The Army Corps of Engineers needs to acknowledge that the world is heating up and seas are rising to better protect the nation from flooding and hurricanes, according to a report by two environmental groups.
The report, released by Environmental Defense and the National Wildlife Federation, is a compendium of complaints against the agency that have gained momentum since the agency’s catastrophic engineering mistakes led to about 88 percent of the flooding of New Orleans during Hurricane Katrina.
The report said unless the Corps prioritizes its projects to base them on flood risk, more disasters like Katrina will happen as the seas become more dangerous and flood control structures are taxed by heavier rains and bigger spring floods.
“As climate change raises the stakes, Congress and the Corps must make difficult decisions to upgrade and prioritize flood-control projects,” the report said.
During a visit to New Orleans for a congressional hearing, Lt. Gen. Carl Strock, the head of the Corps, said his agency takes into account “physical changes in the environment, whatever the causes,” including sea level rise.
The policy analysis cited the latest reports from the Intergovernmental Panel on Climate Change, a United Nations network of scientists.
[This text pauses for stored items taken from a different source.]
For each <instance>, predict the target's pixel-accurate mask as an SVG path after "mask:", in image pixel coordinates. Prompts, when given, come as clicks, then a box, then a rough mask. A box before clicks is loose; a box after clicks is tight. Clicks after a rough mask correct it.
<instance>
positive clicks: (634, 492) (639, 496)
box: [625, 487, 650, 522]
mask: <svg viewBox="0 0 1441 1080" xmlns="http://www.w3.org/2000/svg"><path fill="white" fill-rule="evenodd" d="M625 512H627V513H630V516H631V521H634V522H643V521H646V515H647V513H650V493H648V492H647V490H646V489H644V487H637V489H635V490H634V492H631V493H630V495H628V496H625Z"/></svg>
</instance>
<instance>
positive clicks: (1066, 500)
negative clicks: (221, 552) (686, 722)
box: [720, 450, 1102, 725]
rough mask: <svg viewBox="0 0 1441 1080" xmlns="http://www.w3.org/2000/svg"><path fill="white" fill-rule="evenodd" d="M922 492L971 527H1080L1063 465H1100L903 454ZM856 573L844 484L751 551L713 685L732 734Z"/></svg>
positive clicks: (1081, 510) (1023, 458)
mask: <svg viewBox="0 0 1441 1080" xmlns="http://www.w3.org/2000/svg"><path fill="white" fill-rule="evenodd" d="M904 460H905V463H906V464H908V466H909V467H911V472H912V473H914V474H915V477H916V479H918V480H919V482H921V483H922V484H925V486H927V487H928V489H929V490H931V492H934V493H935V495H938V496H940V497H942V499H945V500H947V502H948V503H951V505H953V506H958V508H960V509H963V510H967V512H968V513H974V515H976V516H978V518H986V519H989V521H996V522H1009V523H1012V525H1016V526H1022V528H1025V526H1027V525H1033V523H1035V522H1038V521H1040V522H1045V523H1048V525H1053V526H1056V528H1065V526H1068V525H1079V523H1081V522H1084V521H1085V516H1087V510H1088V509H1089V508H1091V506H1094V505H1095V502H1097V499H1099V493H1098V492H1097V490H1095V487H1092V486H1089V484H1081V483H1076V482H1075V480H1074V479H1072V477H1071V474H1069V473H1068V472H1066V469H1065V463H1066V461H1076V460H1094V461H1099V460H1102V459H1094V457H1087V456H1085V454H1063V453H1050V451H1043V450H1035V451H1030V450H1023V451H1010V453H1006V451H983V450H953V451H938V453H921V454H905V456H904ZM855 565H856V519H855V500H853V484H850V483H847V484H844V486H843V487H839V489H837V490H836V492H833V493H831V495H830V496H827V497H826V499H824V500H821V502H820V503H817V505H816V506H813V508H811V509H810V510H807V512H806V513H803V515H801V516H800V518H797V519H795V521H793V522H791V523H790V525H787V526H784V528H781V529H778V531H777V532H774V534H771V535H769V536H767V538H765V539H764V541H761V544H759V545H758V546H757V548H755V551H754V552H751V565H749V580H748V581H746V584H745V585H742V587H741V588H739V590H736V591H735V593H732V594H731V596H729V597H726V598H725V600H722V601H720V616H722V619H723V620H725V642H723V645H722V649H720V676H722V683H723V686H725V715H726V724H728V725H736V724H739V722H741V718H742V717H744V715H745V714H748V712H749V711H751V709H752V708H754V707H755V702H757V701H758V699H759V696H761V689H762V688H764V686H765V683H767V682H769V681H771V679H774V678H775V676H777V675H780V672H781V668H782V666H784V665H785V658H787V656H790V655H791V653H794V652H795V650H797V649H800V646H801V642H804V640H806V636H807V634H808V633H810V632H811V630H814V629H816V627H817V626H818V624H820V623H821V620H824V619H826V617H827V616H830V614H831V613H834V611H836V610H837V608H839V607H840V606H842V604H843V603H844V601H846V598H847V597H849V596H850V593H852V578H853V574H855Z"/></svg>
The IPCC says the world is experiencing rising sea levels, the disappearance of species and intensifying natural disasters because of global warming.
Corps spokesman Dana Cruikshank said the agency had not yet reviewed the report but that Corps scientists had served on the U.N. network.
“They continue to be engaged with scientists from other agencies and academia on the interpretation of climate change science studies, and the implications of climate change science to the Corps mission,” Cruikshank said.
With Congress debating legislation that funds Corps projects nationwide, the environmentalists’ report said lawmakers need to overhaul the Corps and make changes to the nation’s water policy.
David Conrad, a senior resource specialist with the National Wildlife Federation, said the Corps needs an overhaul in the same way that the old playbooks on national security were thrown out after the Sept. 11, 2001, terrorist attacks.